APIs are intended to be used primarily by machines, so it's fine for the URL structure to preference the predictable uniqueness of ids. However, for most URLs intended for use by humans, the forces are different.

A human-readable URL is not a pointer, it's a symlink.

All good points, however one thing missing is that humans also want to be able to refer specifically to "that dog-eared copy of Moby Dick". Facts like "that dog-eared copy of Moby Dick is missing page 34" or "that dog-eared copy of Moby Dick is actually a super valuable early edition" should not change their referent when the library gets a shiny new copy of the book.

And that's exactly how I read the article: both mutable and immutable references are nice to have for different use cases.

Yes, that's true abstractly.

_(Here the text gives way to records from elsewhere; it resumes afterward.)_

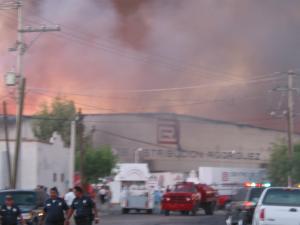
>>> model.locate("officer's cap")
[5,195,13,200]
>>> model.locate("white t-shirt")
[65,191,75,206]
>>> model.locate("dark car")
[226,185,265,225]
[0,190,47,225]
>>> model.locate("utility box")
[5,72,17,86]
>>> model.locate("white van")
[252,187,300,225]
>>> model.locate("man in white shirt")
[65,188,75,207]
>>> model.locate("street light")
[134,148,143,163]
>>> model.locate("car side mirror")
[225,202,231,211]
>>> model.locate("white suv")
[252,187,300,225]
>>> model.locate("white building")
[0,118,73,193]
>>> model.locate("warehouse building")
[84,113,300,172]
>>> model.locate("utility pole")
[287,71,295,187]
[3,101,12,188]
[4,0,60,188]
[76,109,85,188]
[271,71,298,187]
[68,120,76,188]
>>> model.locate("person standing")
[65,186,99,225]
[65,188,75,207]
[99,185,107,205]
[0,195,26,225]
[44,187,69,225]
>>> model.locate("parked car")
[0,190,47,225]
[226,183,265,225]
[161,182,217,216]
[252,187,300,225]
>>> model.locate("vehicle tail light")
[259,209,266,221]
[165,197,171,202]
[243,202,255,209]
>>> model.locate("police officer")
[44,187,69,225]
[0,195,26,225]
[65,186,99,225]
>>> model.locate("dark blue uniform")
[44,198,68,225]
[0,205,21,225]
[72,196,95,225]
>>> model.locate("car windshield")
[263,189,300,207]
[174,184,195,192]
[0,191,37,206]
[249,188,264,203]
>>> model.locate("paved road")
[100,213,225,225]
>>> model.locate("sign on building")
[157,119,179,145]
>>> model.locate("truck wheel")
[165,210,170,216]
[191,208,197,216]
[226,216,238,225]
[147,209,153,214]
[204,203,215,215]
[122,208,129,214]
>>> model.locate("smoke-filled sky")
[0,0,300,128]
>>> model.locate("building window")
[53,173,57,182]
[60,173,65,183]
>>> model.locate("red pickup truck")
[161,182,217,216]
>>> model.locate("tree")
[76,146,117,183]
[268,141,300,186]
[33,97,76,146]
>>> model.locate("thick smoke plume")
[0,0,300,130]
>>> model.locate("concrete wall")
[37,136,70,193]
[0,136,70,193]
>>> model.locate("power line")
[1,9,280,84]
[28,75,282,97]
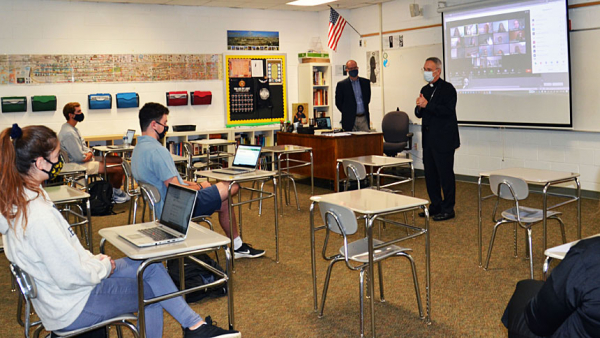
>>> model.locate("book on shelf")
[313,68,327,86]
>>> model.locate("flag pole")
[327,5,362,37]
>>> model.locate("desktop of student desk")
[277,133,383,185]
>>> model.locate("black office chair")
[381,110,413,157]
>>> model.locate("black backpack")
[89,181,115,216]
[167,254,227,303]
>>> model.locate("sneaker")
[113,188,127,197]
[183,316,242,338]
[233,243,265,259]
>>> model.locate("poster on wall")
[0,54,223,85]
[382,34,404,50]
[365,50,381,87]
[227,31,279,51]
[225,55,288,127]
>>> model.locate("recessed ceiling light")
[286,0,337,6]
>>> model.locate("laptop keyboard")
[138,228,175,241]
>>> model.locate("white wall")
[0,0,328,135]
[350,0,600,191]
[0,0,600,191]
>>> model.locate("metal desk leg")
[477,175,483,267]
[542,256,552,281]
[227,181,235,273]
[310,202,318,312]
[423,206,431,325]
[310,149,315,196]
[544,183,550,252]
[366,216,377,338]
[575,177,581,239]
[273,177,279,263]
[333,162,340,192]
[222,243,235,330]
[85,197,94,253]
[277,154,284,216]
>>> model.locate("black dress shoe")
[433,211,455,222]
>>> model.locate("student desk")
[277,132,383,190]
[259,144,315,216]
[196,170,279,272]
[477,168,581,267]
[92,145,135,180]
[189,138,237,169]
[58,162,88,192]
[44,185,94,253]
[98,222,234,338]
[310,189,431,337]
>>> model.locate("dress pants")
[423,147,456,215]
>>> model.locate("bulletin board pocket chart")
[0,54,223,85]
[225,55,287,127]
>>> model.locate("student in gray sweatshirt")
[0,124,241,338]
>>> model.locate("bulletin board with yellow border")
[225,54,288,127]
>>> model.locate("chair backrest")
[490,175,529,201]
[319,202,358,235]
[381,111,408,143]
[342,160,367,181]
[138,181,160,221]
[60,148,71,163]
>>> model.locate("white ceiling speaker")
[408,4,423,18]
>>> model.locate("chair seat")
[52,313,137,337]
[340,238,412,263]
[502,207,562,223]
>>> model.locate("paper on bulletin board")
[252,60,265,77]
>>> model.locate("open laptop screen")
[125,129,135,144]
[316,117,331,129]
[160,184,197,234]
[233,144,262,169]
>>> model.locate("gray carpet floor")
[0,179,600,338]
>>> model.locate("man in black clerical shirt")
[415,57,460,221]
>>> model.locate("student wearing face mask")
[131,102,265,259]
[58,102,129,203]
[0,123,241,338]
[335,60,371,131]
[415,57,460,221]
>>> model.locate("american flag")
[327,8,346,51]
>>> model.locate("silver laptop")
[119,184,198,248]
[315,116,331,129]
[108,129,135,149]
[213,144,262,175]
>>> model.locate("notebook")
[213,144,262,175]
[108,129,135,149]
[315,117,331,129]
[119,184,198,248]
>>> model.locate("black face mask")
[40,155,64,180]
[154,122,169,140]
[73,113,85,122]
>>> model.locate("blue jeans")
[61,258,202,338]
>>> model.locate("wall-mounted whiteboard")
[383,43,442,124]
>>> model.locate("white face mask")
[423,71,433,82]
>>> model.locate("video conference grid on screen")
[443,0,571,125]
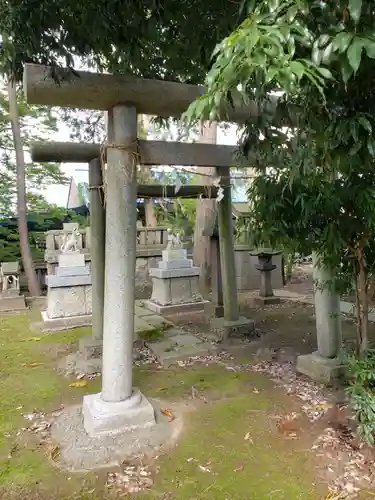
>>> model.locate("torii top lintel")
[23,64,276,123]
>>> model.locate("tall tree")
[0,0,238,83]
[187,0,375,353]
[193,122,217,297]
[0,76,66,296]
[8,75,40,297]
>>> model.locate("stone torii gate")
[24,65,258,446]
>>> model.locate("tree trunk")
[358,250,368,356]
[138,115,158,227]
[8,75,40,297]
[145,198,158,227]
[193,123,217,297]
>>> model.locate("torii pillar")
[83,104,155,436]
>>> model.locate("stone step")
[0,295,27,312]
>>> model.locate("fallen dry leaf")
[49,445,60,461]
[69,380,87,389]
[160,408,176,422]
[198,465,212,472]
[244,432,254,444]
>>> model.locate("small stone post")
[313,255,342,358]
[297,255,342,384]
[216,167,239,321]
[250,250,280,306]
[89,158,105,340]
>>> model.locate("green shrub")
[346,349,375,446]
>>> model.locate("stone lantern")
[249,248,281,306]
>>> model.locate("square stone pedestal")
[82,389,156,436]
[210,316,255,339]
[296,351,343,385]
[254,295,281,306]
[0,294,27,312]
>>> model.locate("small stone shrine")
[146,231,207,314]
[42,224,92,331]
[250,248,280,306]
[0,262,26,312]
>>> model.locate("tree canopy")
[0,0,239,83]
[187,0,375,350]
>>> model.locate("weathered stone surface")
[162,248,187,262]
[40,311,92,332]
[151,277,172,306]
[78,337,103,360]
[171,278,194,305]
[0,295,27,312]
[58,252,85,267]
[85,285,92,314]
[143,311,173,329]
[145,299,208,315]
[210,316,255,339]
[82,389,156,437]
[56,265,91,276]
[52,402,182,471]
[235,252,284,291]
[296,351,344,385]
[47,286,86,319]
[150,267,200,279]
[204,302,224,318]
[146,332,216,367]
[63,222,79,233]
[254,296,281,306]
[158,259,193,269]
[47,274,91,289]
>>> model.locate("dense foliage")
[187,0,375,351]
[0,0,238,82]
[346,350,375,446]
[0,205,88,262]
[0,82,68,217]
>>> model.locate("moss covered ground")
[0,312,325,500]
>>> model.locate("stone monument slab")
[58,252,85,268]
[146,230,207,314]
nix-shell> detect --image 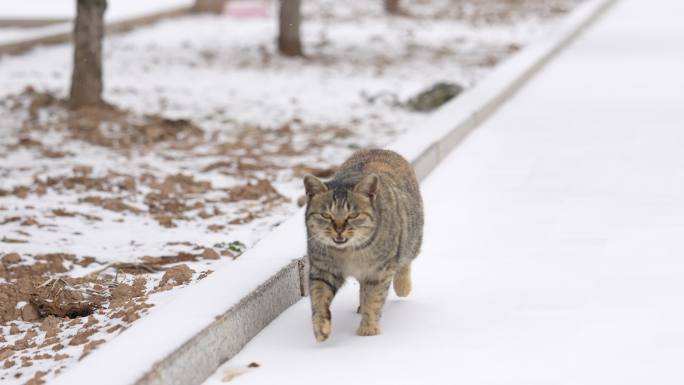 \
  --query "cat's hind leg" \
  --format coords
[356,275,392,336]
[309,267,344,342]
[392,262,411,297]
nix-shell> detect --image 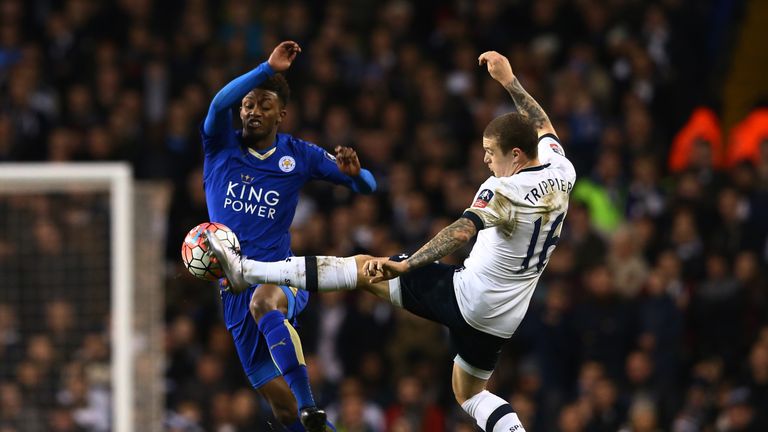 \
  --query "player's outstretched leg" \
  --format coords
[203,230,248,293]
[204,231,358,293]
[452,363,525,432]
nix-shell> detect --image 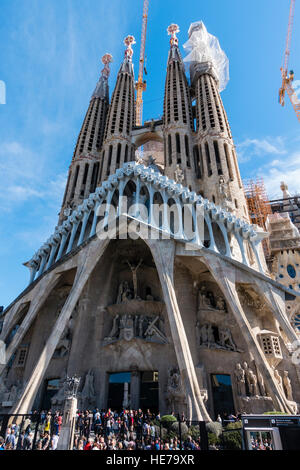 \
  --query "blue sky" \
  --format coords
[0,0,300,306]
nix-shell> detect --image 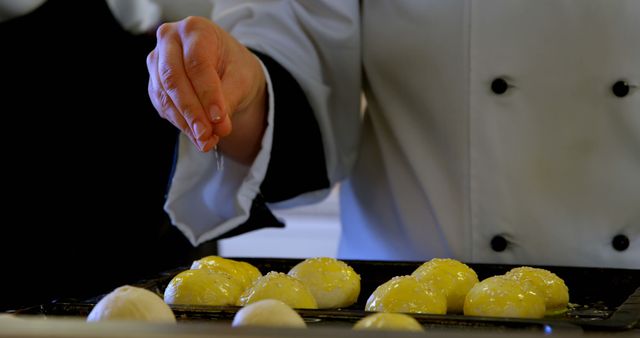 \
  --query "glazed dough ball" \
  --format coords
[87,285,176,323]
[238,271,318,309]
[164,269,242,306]
[411,258,478,313]
[365,276,447,314]
[353,312,424,331]
[231,299,307,327]
[464,276,545,318]
[505,266,569,314]
[191,256,262,290]
[289,257,360,309]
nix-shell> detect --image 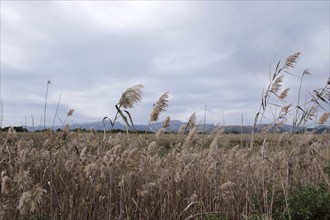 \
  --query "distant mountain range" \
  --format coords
[22,120,330,134]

However, A, those sorts of references are much less common in web pages than in physical descriptions (at least in my estimation) (though they're very common in APIs), and B, those repointable references are not the same as a search - I want to uniquely refer to the current value of this pointer, while allowing the publisher to relink as appropriate.

The article reads as universal URL design advice, but I'd argue the points only really apply to APIs.